Uno spiraglio per salvare gli ex Molini di Torre del Greco: caccia ai fondi della “Grande Pompei”

Uno spiraglio per salvare gli ex Molini di Torre del Greco: caccia ai fondi della “Grande Pompei”

Uno spiraglio per salvare gli ex Molini di Torre del Greco: caccia ai fondi della "Grande Pompei"

Torre del Greco. Non è un vero e proprio dietrofront, ma – tutto sommato – una scelta in linea con l’impegno assunto a metà marzo dal sindaco Ciro Borriello: «Valuteremo tutte le opportunità per rilanciare gli ex Molini Meridionali Marzoli, prima di procedere all’effettiva vendita ai privati del complesso comunale», aveva garantito l’ex deputato di Forza Italia al momento dell’inserimento dell’ex fabbrica del grano all’interno dei beni alienabili del Comune.

Promesso, fatto. In linea con lo spot caro al chirurgo plastico con la passione per la politica. Così il futuro del “simbolo” di Torre del Greco abbarbicato sul porto cittadino passerà attraverso il programma di interventi della “Grande Pompei”: l’amministrazione comunale ha, infatti, presentato un apposito progetto per la rinfunzionalizzazione del complesso di via Calastro in occasione dell’incontro organizzato con il ministro Dario Franceschini – delegato ai Beni e alle attività culturali e del turismo – e il ministro per la coesione territoriale, Claudio De Vincenti.

A rappresentare l’ente di palazzo Baronale c’erano il vicesindaco Romina Stilo e i rappresentanti dell’associazione Naplest et Pompei con cui il Comune ha recentemente sottoscritto un protocollo d’intesa relativo proprio ai progetti presentati nell’ambito della “Grande Pompei”: «L’associazione Naplest et Pompei – si legge nella delibera approvata dalla giunta targata Ciro Borriello – ha lo scopo di promuovere lo sviluppo economico e urbano del territorio rappresentato dall’area metropolitana orientale Napoli Est-Pompei. Ovvero, l’area che contempla i quartieri orientali di Napoli fino a raggiungere tutto il territorio vesuviano ricadente nella Buffer zone».

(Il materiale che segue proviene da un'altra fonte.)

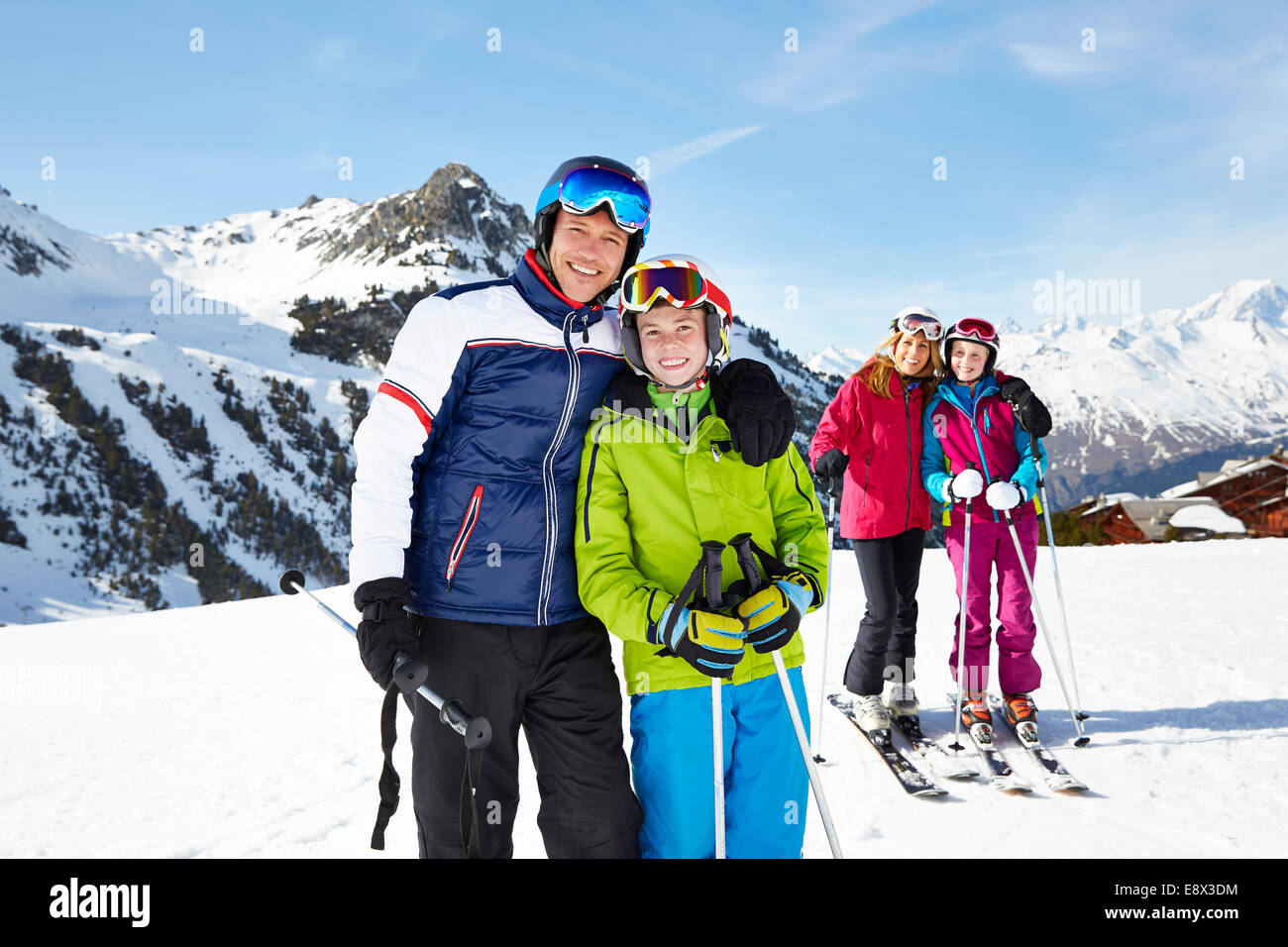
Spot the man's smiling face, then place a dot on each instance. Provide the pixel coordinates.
(587, 253)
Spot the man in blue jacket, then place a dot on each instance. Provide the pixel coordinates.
(463, 515)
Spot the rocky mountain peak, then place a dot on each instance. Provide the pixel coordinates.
(455, 204)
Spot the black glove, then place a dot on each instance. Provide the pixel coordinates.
(1029, 411)
(756, 408)
(387, 631)
(832, 463)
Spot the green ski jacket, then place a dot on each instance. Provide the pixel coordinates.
(658, 476)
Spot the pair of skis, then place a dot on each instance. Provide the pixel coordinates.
(913, 781)
(952, 767)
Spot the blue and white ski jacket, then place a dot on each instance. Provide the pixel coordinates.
(468, 459)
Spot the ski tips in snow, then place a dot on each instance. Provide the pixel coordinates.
(913, 781)
(291, 579)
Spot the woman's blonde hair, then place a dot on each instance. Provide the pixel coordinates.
(879, 368)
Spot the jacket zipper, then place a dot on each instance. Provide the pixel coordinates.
(548, 474)
(463, 535)
(907, 431)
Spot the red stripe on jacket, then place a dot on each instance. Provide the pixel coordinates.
(408, 399)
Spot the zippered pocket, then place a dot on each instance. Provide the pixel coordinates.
(463, 536)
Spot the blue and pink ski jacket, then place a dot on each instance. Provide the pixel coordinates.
(960, 431)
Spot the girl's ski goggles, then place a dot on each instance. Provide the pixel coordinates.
(975, 329)
(677, 283)
(910, 322)
(584, 189)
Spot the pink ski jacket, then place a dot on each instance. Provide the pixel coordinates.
(883, 493)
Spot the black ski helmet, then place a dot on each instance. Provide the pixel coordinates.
(544, 221)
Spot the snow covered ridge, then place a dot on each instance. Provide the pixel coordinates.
(176, 406)
(1147, 402)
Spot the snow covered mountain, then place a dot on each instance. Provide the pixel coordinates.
(176, 406)
(1147, 402)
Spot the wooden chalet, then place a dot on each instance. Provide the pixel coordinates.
(1142, 521)
(1252, 489)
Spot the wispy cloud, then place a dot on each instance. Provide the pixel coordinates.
(1016, 250)
(1052, 60)
(327, 54)
(669, 158)
(819, 64)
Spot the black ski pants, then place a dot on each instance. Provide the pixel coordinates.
(559, 684)
(887, 643)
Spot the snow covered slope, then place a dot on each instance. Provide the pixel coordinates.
(171, 733)
(176, 406)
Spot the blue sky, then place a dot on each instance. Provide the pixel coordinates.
(791, 146)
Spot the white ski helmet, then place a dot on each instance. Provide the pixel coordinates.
(684, 281)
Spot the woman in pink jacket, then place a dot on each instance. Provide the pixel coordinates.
(872, 433)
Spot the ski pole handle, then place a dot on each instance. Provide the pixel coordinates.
(747, 562)
(476, 729)
(713, 571)
(410, 672)
(407, 671)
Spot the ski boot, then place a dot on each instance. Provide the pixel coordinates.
(901, 699)
(1019, 707)
(872, 715)
(1022, 715)
(975, 712)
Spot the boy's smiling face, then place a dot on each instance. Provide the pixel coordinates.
(674, 343)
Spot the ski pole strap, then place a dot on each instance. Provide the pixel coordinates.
(469, 809)
(389, 781)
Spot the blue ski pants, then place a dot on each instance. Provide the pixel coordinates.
(767, 787)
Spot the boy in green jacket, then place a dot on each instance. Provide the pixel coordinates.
(658, 478)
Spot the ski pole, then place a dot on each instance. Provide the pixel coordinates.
(827, 621)
(961, 628)
(410, 674)
(713, 595)
(751, 573)
(1037, 609)
(1055, 571)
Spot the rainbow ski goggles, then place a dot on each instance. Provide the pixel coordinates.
(675, 282)
(585, 189)
(918, 321)
(975, 329)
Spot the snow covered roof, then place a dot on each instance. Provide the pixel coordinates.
(1229, 471)
(1107, 500)
(1203, 517)
(1153, 517)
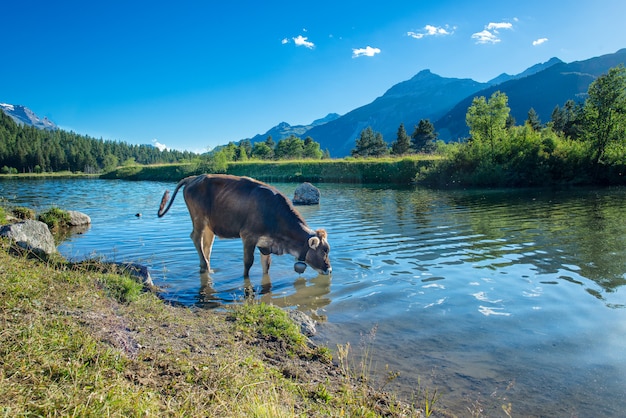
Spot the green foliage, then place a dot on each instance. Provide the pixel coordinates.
(26, 149)
(370, 144)
(605, 111)
(487, 119)
(402, 144)
(122, 288)
(21, 212)
(55, 218)
(268, 321)
(424, 137)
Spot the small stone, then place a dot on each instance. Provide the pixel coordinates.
(31, 235)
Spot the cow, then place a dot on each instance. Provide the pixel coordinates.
(241, 207)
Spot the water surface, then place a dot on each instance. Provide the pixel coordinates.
(492, 297)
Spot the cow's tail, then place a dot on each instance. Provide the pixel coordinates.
(166, 196)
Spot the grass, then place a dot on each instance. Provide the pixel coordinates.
(78, 341)
(399, 170)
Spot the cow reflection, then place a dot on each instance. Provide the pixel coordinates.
(308, 295)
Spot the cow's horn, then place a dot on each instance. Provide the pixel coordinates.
(314, 242)
(299, 267)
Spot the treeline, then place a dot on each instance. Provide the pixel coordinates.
(25, 149)
(583, 143)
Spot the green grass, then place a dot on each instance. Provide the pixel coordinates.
(350, 170)
(77, 340)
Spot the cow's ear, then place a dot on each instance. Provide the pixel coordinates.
(314, 242)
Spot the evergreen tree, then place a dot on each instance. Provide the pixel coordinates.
(533, 120)
(370, 144)
(424, 136)
(605, 111)
(402, 144)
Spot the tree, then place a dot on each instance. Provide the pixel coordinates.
(424, 136)
(605, 111)
(402, 144)
(533, 120)
(262, 151)
(568, 120)
(370, 144)
(487, 120)
(311, 149)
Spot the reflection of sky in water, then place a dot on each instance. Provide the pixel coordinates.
(492, 296)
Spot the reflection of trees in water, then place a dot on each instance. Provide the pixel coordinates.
(579, 230)
(307, 296)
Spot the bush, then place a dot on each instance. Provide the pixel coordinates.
(55, 218)
(23, 213)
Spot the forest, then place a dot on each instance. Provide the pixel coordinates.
(24, 149)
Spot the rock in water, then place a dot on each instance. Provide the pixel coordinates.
(78, 218)
(306, 194)
(30, 235)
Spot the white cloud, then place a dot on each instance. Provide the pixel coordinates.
(430, 30)
(489, 35)
(368, 51)
(158, 145)
(501, 25)
(303, 41)
(485, 37)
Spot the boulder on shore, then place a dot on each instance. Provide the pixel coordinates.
(31, 235)
(306, 194)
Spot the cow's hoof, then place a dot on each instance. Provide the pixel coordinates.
(299, 267)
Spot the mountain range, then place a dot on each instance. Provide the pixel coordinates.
(24, 116)
(444, 101)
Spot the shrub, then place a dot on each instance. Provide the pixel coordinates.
(55, 218)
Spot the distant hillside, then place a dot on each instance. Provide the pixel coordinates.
(541, 91)
(284, 130)
(529, 71)
(425, 96)
(24, 116)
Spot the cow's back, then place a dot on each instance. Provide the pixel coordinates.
(233, 205)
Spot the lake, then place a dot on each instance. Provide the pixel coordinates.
(493, 297)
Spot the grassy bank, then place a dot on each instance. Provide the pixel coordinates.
(379, 170)
(78, 341)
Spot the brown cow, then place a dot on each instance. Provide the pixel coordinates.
(241, 207)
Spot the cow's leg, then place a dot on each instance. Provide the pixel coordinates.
(207, 246)
(202, 238)
(248, 256)
(266, 259)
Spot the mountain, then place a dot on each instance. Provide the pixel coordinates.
(24, 116)
(425, 96)
(529, 71)
(541, 91)
(284, 130)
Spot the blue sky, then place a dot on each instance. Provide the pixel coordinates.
(193, 75)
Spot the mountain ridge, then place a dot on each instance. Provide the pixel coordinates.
(24, 116)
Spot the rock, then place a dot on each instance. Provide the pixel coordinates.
(306, 323)
(306, 194)
(30, 235)
(78, 218)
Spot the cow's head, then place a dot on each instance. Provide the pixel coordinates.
(317, 253)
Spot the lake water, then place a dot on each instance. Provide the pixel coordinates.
(491, 297)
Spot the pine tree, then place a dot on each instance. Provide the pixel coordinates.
(402, 144)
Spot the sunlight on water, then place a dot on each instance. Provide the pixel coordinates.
(490, 296)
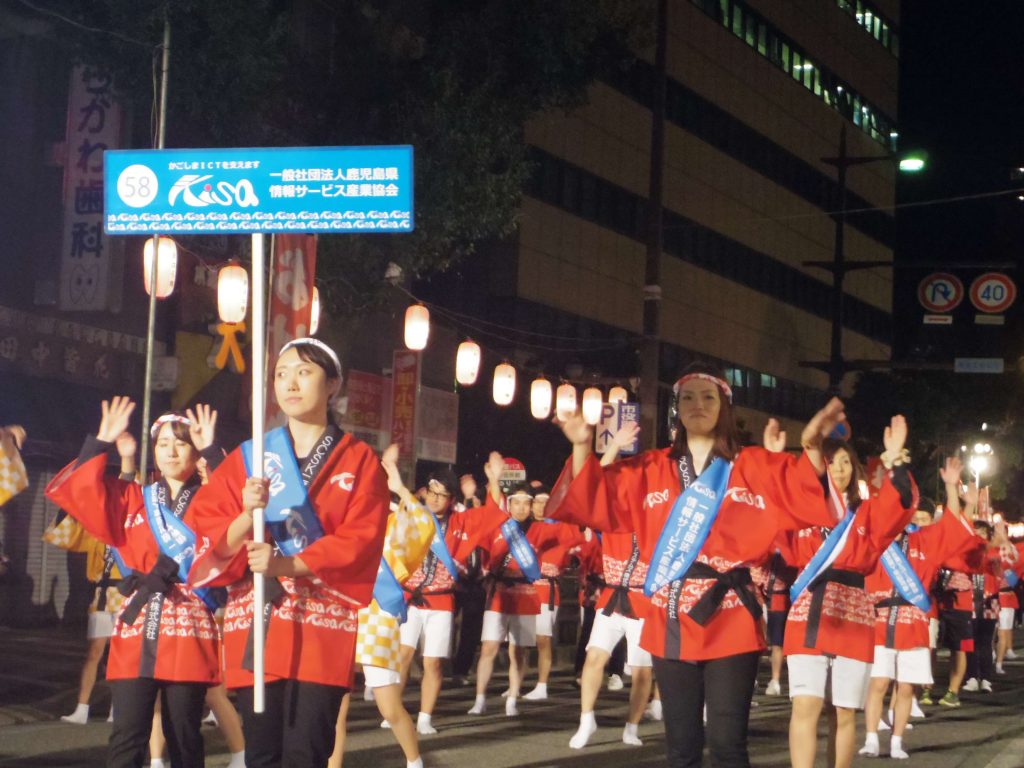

E tra i progetti presentati dal Comune spicca proprio il programma di interventi di rifunzionalizzazione dei contenitori degli ex Molini Meridionali Marzoli: «Si tratta di una chiara risposta – sottolinea il vicesindaco Romina Stilo, non senza una vena polemica – a chi, in questi mesi, voleva in maniera del tutto pretestuosa fare passare il messaggio di un disinteresse dell’amministrazione comunale e del sindaco Ciro Borriello verso gli ex Molini Meridionali Marzoli. Il nostro tentativo di coinvolgere i privati in un possibile programma di riqualificazione degli immobili doveva e deve essere letto come il tentativo di non tralasciare alcuna strada al solo scopo di ridare il massimo splendore a una parte importante di Torre del Greco».

Ma durante l’incontro con Dario Franceschini e Claudio De Vincenti, il Comune ha sottoposto ulteriori due progetti all’attenzione dei funzionari ministeriali presenti a Pompei: si tratta di un piano legato agli interventi per l’accessibilità al sito archeologico di Villa Sora – il tesoro semi-abbandonato a due passi dal camposanto – e un piano relativo alla riqualificazione degli spazi pubblici di relazione del Miglio d’Oro. Un progetto di rilancio urbanistico in tre mosse, da cui potrebbe dipendere il futuro turistico-ricettivo della città del corallo. A partire proprio dagli ex Molini Meridionali Marzoli.